Portrait #gensduvieux: Toby Lyle

Portrait #gensduvieux: Toby Lyle

On arrive au Wolf and Workman après le rush du dîner et l’atmosphère est redevenue paisible. Toby Lyle, l’un des propriétaires, nous rejoint, salut amical et sourire avenant. Un léger accent anglo dans son «bonjour» nous plonge immédiatement dans l’ambiance réussie de ce pub anglais aux murs de briques invitant. Vieux roublard dans l’industrie des bars, Toby compte trois établissements rien que dans le Vieux-Montréal, un quartier dont il a suivi l’évolution de près avant de choisir d’y ouvrir ses propres pubs.

Toby, mémoire du Vieux

«Fin des années 90, début des années 2000, j’ai connu le quartier parce que j’étais placier au Centaur. Ensuite, j’ai travaillé presque trois ans au U Lounge, qui depuis est devenu le Santos et après ça, j’ai été embauché à l’Hôtel W, comme directeur de bar» explique Toby. Il a vu la transformation du quartier qui n’a pas toujours été si accueillant ni achalandé. «Au début où j’y étais, il y avait un club de jazz, beaucoup moins de touristes, des bureaux d’affaires, mais pas tellement de résidents. Je dirais qu’il y a eu un tournant, dans les années 2008-2009-2010. Les gens ont commencé à être fiers d’habiter ici, et l’ambiance a changé.» Pour lui, l’ouverture de plus en plus d’hôtels dans le quartier a aussi permis d’amener des touristes tout au long de l’année et a donné un nouveau souffle au Vieux-Montréal, «y compris pour les locaux» souligne Toby.

Le Vieux-Montréal de tous les possibles

«Avant 2010, jamais je n’aurais voulu installer le Wolf and Workman ici, rue St-Paul» explique Toby catégorique. «Mais l’achalandage et le type de clientèles a beaucoup changé». Ouvert à l’année, de midi comme de soir, l’établissement voit en effet tantôt une clientèle en dîner d’affaires ou en 5@7 (le propre du pub, comme on peut s’y attendre), mais aussi des touristes ou des amis venus se détendre dans ce cadre britannique et chaleureux.

«Le Wolf and Workman voit vraiment des travailleurs et des touristes, le Brit N’Chips ouvert rue McGill en 2010, beaucoup plus des locaux, mais c’est normal, on est dans le quartier des affaires», détaille-t-il encore. Pourtant, une chose l’a surpris: «Honnêtement, ce à quoi je ne m’attendais pas, c’est que le Brit N’Chips, qui est si typiquement anglais, remporte un succès surtout auprès des Québécois francophones» explique, ravi, celui dont les racines anglaises peuvent se sentir bien fières.

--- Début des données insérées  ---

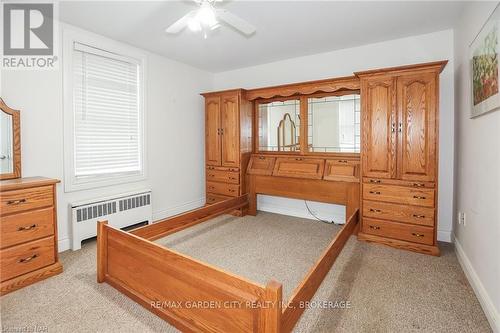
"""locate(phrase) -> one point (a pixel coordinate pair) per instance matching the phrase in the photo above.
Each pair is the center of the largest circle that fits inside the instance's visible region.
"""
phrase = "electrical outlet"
(461, 218)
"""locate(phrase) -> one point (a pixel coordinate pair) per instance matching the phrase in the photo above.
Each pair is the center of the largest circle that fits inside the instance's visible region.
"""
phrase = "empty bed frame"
(195, 296)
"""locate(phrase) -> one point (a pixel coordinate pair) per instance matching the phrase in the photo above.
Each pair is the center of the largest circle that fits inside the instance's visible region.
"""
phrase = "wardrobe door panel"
(230, 131)
(417, 127)
(379, 133)
(212, 129)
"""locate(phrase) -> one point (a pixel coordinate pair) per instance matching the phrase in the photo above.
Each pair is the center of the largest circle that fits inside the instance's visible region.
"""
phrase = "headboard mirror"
(334, 124)
(10, 150)
(320, 123)
(279, 123)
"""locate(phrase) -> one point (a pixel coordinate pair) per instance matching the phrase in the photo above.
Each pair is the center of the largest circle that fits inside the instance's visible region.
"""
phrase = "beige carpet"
(389, 290)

Toby, l’Anglais de Montréal

Si son français est parfait, c’est que Toby se sent Montréalais et pour lui le bilinguisme est autant un atout qu’une réalité quotidienne. «C’est un des premiers critères quand j’embauche, tout le monde à l’avant doit être bilingue». Né au Québec, il a passé tous ses étés d’enfant dans sa famille en Angleterre et il faut lui reconnaître ce côté gentleman un peu marin, quand il passe la main dans ses cheveux peignés en arrière. «Avant d’ouvrir, on est allés à Londres avec mes partenaires. Je voulais qu’ils comprennent, qu’ils vivent ce que c’est, un authentique pub anglais» explique Toby qui en connaît long sur les subtilités et les différences des pubs britanniques - car écossais, irlandais ou anglais, chacun a sa singularité.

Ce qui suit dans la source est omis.